Aber so langsam kommt auch bei unseren Einsatz- und Führungskräften der Hunger durch. Anfrage beim Einsatzstab Landkreis Hildesheim nach Verpflegung. Antwort hier relativ knapp: „Möglichst in eigener Regie.“
OK, unsere Gruppenführerin Sanität I hängt sich an das Telefon. Vier vergebliche Versuche. Beim fünften Versuch endlich Glück: „Ja, können wir machen. Lieferung auf Rechnung geht aber leider nicht. Das machen wir nicht. Wir schenken Euch das Essen!“
Nachfrage unserer Gruppenführerin Sanität I: „Sie schenken uns das Essen für 35 Personen?“
Antwort: „Ja klar, das ist das Mindeste was wir für Euch machen können!“
Unsere Gruppenführerin Sanität I sprachlos.

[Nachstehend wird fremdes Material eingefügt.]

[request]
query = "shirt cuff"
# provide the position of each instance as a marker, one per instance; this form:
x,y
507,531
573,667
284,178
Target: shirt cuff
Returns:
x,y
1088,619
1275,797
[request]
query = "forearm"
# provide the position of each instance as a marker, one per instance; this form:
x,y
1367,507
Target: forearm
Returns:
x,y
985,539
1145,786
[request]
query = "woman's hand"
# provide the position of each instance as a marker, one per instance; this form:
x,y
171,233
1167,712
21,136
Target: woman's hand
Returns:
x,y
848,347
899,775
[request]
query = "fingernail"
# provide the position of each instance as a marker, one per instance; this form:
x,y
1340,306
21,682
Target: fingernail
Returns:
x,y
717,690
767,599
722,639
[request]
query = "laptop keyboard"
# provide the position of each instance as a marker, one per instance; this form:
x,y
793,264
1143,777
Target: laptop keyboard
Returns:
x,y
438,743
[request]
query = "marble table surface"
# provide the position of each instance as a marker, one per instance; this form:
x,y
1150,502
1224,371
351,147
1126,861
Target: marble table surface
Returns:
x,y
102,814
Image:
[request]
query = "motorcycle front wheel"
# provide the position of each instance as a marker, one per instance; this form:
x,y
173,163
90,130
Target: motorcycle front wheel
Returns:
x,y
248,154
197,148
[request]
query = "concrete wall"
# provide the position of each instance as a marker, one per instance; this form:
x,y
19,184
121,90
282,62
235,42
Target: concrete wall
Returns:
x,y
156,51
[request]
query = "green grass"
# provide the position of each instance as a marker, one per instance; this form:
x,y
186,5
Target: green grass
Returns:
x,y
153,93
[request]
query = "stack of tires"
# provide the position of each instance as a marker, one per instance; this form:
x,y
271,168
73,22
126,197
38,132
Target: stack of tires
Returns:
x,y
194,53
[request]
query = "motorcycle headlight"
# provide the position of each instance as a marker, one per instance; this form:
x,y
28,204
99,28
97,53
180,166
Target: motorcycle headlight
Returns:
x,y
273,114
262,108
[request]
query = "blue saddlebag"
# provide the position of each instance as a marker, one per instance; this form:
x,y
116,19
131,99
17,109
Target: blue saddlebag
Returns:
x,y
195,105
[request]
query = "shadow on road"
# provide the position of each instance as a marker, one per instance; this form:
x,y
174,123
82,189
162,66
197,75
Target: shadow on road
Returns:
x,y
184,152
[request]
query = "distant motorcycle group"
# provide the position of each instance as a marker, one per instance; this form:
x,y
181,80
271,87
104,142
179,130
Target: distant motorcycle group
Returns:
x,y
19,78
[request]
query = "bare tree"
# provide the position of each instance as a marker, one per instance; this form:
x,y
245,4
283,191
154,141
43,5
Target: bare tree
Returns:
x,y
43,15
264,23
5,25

Unsere Gruppenführerin Betreuung, die das Gespräch mitverfolgte ebenfalls sprachlos.
Alle weiteren Einsatz- und Führungskräfte ebenfalls sprachlos.
An dieser Stelle auch hier ein herzliches und ganz großes Dankeschön an das Team um das Sokratis Restaurant in Alfeld (Leine)-Langenholzen.
Pünktlich um 262100dec Abholung der Verpflegung und anschließend Verpflegungsaufnahme.
Gegen 270000dec2023 endlich Einsatzende,- oder doch nicht?
Anruf aus dem Einsatzstab der Stadt Alfeld (Leine) bei unserem Zugführer: „Bernd, seid Ihr noch am Stützpunkt? Wir haben ein Problem. Wir sind wieder im Einsatz und brauchen für rund 60 Einsatzkräfte Verpflegung. Geht da noch was?“
Antwort: „Natürlich geht da für Euch noch was. Du weißt schon, kein Drei-Gänge-Menü, aber wir bekommen was hin. Wann seid Ihr da?“
Einsatzende für den heutigen Tag? Weit, ganz weit nach Mitternacht.
Auch am dritten Einsatztag geht es weiter. Ab 270500dec2023 laufen die Arbeiten für die weitere Verpflegung und technische Unterstützung der Kameraden und Kameradinnen der freiwilligen Feuerwehren.
Bis zum Mittag sind wir hier gebunden und dann geht es an das große Aufräumen.
Einsatzende dann um 271900dec2023 mit dem Stichwort „Status II, Sanitäts- und Betreuungszug 2 Landkreis Hildesheim wieder Einsatzbereit am Standort!“
An dieser Stelle bedankt sich der Zugführer bei allen Einsatz- und Führungskräften des DRK-Einsatzzug Limmer für das nicht selbstverständliche ehrenamtliche Engagement, gerade an Weihnachten!
Ein weiterer Dank für die hervorragende Zusammenarbeit geht an alle beteiligten Einsatzkräfte der „Hochwasserlage Landkreis Hildesheim“. Insbesondere an die Kameraden und Kameradinnen der freiwilligen Feuerwehren der Stadt Alfeld (Leine) und deren unterstützenden Kräfte in nachbarschaftlicher Hilfe, den Kameraden und Kameradinnen der KFB 5 LK-Hildesheim und den Kameraden und Kameradinnen des ASB Hildesheim!